God, this feels so wrong but so fucking right at the same time. It’s like something finally unlocked, and everything makes sense.

Ben looks at me like he’s memorizing something. It’s almost too much.

I reach for a distraction. “You’re very good at this.”

He grins. “At what?”

“Making things feel easy.”

“I don’t know if that’s a compliment or a very convoluted way of calling me a people pleaser.”

“It’s a compliment.” My voice dips quieter. “I don’t know if you’ve noticed but I don’t usually let things be easy.”

He doesn’t say anything at first, just kisses the corner of my mouth, soft and sure. “Maybe you should,” he murmurs.

And for a while, I do.

We spend the rest of the morning in bed—laughing, kissing, talking about nothing. When we finally pull ourselves together enough to order breakfast, the sheets are a mess and my hair’s a disaster, but I don’t care.

He stretches beside me while we eat, one arm ticked behind his head, the other lazily stealing bites from my plate. “So is this how you do vacations, then?” he teases.

“Apparently,” I say, scooping up another piece of papaya. “Eat too much, sleep too much, flirt with hot men who are way too young for me.”

“Flirt?” His brows lift. “That’s what we’re calling this.”

I bump his leg with my foot and the dishes on the bed rattle. “You know what I mean.”

He grins, takes a sip of his coffee, then looks at me in that disarming way he has—curious, a little too perceptive. “Are you always this bad at relaxing?”

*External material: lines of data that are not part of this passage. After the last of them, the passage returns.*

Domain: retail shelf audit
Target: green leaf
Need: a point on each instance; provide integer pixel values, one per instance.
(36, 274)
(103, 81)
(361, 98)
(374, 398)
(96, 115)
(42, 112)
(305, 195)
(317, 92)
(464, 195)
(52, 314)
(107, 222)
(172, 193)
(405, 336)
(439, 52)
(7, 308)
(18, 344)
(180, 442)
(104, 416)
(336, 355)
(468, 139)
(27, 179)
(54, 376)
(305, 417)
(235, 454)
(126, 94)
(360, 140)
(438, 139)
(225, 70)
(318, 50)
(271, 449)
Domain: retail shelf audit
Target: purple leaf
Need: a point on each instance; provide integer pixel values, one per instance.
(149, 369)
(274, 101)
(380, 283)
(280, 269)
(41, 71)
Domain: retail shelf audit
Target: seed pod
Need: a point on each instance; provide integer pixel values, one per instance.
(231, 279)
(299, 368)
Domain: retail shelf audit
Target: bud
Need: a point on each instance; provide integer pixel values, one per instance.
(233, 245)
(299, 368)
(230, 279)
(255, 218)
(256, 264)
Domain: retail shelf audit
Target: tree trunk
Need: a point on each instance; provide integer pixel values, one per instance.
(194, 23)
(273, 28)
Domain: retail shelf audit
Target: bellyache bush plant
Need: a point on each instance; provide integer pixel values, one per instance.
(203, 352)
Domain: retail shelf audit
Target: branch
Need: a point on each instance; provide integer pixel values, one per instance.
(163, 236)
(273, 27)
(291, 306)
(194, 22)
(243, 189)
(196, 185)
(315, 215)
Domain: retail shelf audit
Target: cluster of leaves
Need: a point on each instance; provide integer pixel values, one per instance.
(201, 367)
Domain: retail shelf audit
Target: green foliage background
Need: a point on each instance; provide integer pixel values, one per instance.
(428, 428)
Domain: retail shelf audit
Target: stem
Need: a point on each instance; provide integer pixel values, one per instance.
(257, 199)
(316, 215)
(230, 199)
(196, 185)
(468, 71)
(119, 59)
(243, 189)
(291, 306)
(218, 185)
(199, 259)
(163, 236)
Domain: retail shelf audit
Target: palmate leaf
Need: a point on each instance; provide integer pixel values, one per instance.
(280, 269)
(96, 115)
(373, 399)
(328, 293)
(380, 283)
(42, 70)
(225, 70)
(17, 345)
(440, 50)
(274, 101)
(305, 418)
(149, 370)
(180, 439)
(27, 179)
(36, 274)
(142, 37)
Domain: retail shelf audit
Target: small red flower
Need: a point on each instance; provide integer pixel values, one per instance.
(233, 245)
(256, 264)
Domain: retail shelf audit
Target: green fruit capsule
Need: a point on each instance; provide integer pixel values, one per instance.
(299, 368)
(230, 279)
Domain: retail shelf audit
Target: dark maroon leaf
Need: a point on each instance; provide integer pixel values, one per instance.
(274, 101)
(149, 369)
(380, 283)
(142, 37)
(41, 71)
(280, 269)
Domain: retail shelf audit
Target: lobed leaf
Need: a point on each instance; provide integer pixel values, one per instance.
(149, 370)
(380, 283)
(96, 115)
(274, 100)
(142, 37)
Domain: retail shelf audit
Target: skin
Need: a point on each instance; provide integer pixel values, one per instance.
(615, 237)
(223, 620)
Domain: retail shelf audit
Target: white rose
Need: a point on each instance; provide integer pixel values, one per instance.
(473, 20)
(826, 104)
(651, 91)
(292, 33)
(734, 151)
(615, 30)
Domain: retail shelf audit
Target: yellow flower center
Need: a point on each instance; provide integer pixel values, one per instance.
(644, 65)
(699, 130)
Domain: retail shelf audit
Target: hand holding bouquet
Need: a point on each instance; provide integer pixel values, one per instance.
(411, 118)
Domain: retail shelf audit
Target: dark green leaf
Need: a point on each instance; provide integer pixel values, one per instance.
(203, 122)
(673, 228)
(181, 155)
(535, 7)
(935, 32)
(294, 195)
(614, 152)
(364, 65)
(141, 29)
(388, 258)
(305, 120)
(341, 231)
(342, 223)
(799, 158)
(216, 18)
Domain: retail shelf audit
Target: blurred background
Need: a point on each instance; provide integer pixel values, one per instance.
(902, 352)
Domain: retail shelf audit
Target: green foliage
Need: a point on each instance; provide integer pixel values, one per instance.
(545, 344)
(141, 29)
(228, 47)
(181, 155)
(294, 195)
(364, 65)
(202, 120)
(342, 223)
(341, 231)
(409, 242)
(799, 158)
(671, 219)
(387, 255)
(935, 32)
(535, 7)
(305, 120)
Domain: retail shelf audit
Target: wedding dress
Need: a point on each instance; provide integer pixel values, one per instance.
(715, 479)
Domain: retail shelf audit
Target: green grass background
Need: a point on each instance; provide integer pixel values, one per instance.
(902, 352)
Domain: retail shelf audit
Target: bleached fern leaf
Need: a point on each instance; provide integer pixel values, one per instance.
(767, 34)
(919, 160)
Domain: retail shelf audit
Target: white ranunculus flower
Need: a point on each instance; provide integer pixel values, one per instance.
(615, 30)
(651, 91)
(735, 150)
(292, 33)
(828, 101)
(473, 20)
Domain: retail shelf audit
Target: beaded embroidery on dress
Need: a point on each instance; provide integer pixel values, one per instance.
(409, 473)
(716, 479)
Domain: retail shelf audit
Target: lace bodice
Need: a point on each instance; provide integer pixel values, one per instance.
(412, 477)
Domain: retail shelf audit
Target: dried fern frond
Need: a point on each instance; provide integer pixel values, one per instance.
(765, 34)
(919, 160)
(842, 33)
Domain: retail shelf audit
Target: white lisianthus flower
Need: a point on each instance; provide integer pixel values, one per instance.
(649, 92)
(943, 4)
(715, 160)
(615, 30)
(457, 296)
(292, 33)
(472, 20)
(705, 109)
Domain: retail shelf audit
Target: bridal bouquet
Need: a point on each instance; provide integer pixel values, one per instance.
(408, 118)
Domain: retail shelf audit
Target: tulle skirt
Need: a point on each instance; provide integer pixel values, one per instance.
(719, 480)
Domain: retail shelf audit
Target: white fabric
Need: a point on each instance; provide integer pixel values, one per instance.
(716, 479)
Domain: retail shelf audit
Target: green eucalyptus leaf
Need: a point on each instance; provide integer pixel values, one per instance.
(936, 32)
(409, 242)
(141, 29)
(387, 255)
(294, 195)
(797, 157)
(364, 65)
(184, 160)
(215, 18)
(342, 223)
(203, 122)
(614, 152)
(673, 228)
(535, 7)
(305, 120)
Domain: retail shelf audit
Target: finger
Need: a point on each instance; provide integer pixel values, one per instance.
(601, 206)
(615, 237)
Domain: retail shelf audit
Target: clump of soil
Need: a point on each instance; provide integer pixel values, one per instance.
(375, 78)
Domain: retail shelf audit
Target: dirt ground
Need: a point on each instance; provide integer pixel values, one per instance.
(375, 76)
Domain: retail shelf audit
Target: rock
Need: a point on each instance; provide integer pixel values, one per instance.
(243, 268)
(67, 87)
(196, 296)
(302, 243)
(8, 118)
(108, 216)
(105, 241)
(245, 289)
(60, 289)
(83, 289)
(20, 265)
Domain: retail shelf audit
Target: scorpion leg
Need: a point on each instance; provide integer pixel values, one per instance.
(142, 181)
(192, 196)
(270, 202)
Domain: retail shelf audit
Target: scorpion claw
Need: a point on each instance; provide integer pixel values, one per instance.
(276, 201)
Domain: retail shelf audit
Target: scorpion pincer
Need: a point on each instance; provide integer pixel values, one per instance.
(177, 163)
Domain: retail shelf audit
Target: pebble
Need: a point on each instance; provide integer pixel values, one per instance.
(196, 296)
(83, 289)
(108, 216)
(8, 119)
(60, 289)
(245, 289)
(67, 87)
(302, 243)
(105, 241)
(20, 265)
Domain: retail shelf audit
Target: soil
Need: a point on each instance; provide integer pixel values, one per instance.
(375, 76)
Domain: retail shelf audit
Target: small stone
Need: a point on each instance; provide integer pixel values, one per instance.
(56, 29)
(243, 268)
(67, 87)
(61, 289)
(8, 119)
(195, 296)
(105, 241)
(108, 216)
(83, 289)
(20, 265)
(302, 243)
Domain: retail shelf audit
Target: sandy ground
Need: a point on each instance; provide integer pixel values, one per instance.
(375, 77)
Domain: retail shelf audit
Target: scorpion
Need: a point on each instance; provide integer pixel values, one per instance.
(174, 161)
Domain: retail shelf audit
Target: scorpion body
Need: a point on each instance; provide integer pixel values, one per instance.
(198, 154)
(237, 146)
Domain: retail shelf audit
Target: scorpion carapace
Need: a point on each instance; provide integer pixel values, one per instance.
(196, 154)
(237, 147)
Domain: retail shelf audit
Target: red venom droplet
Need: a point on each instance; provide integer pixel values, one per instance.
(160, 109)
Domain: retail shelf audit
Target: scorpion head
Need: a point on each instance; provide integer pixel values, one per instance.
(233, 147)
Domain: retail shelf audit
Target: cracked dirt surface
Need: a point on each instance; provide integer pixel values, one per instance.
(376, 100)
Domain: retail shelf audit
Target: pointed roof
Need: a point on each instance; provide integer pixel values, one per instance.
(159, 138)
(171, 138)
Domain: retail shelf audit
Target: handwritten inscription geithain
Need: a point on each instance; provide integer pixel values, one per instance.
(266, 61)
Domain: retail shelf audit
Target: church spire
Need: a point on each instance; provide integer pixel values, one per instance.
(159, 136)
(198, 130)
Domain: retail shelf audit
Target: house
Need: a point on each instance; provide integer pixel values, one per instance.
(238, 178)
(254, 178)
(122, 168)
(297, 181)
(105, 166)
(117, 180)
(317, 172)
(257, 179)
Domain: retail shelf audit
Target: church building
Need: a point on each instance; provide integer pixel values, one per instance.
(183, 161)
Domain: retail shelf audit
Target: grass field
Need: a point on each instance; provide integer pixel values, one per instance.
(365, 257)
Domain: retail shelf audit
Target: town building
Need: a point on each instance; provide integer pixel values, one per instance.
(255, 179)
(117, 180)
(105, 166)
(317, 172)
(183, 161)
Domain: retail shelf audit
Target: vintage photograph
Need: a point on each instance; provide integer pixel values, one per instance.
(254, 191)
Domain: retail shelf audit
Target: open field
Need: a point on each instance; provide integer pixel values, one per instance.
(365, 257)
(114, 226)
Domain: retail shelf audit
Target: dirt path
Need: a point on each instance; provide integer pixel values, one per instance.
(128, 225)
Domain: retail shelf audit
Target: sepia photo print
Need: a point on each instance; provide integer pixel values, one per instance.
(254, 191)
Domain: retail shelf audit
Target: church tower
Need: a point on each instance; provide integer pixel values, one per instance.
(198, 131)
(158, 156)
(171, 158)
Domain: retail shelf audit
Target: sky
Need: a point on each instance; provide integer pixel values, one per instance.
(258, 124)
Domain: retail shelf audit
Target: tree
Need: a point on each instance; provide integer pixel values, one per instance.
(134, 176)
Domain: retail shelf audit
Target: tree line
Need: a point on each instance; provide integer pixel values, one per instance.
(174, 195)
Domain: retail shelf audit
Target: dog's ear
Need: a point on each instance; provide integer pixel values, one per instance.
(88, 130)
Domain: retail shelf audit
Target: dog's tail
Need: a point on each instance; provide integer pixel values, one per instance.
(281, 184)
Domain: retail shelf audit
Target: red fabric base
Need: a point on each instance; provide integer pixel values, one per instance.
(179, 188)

The question catches me off guard. “What makes you think I’m bad at it?”

“You keep checking the clock,” he says, gesturing toward the digital alarm clock on the nightstand. “And you’ve been staring at your phone expecting it to ring, even though it’s Christmas and I’m sure no one has ever called you with an architectural emergency on Christmas.”

I laugh, but it’s short and quiet. “Old habits. I’m used to being on a schedule.”

“Work?”

“And life,” I admit. I set the fork down, drag the edge of a cloth napkin between my fingers. “I got married, kind of in a haste, to my college sweetheart. We met in school, he was a couple of years older than me.” I don’t think I’ve ever told thisstory to anyone outside of my most intimate circle. As a matter of fact, I don’t think any of my coworkers know my divorce was finalized, and no one has asked. “It was good, great, even, for a while. Comfortable, I guess.”

Ben doesn’t say anything, he just listens. His attention is steady, unhurried.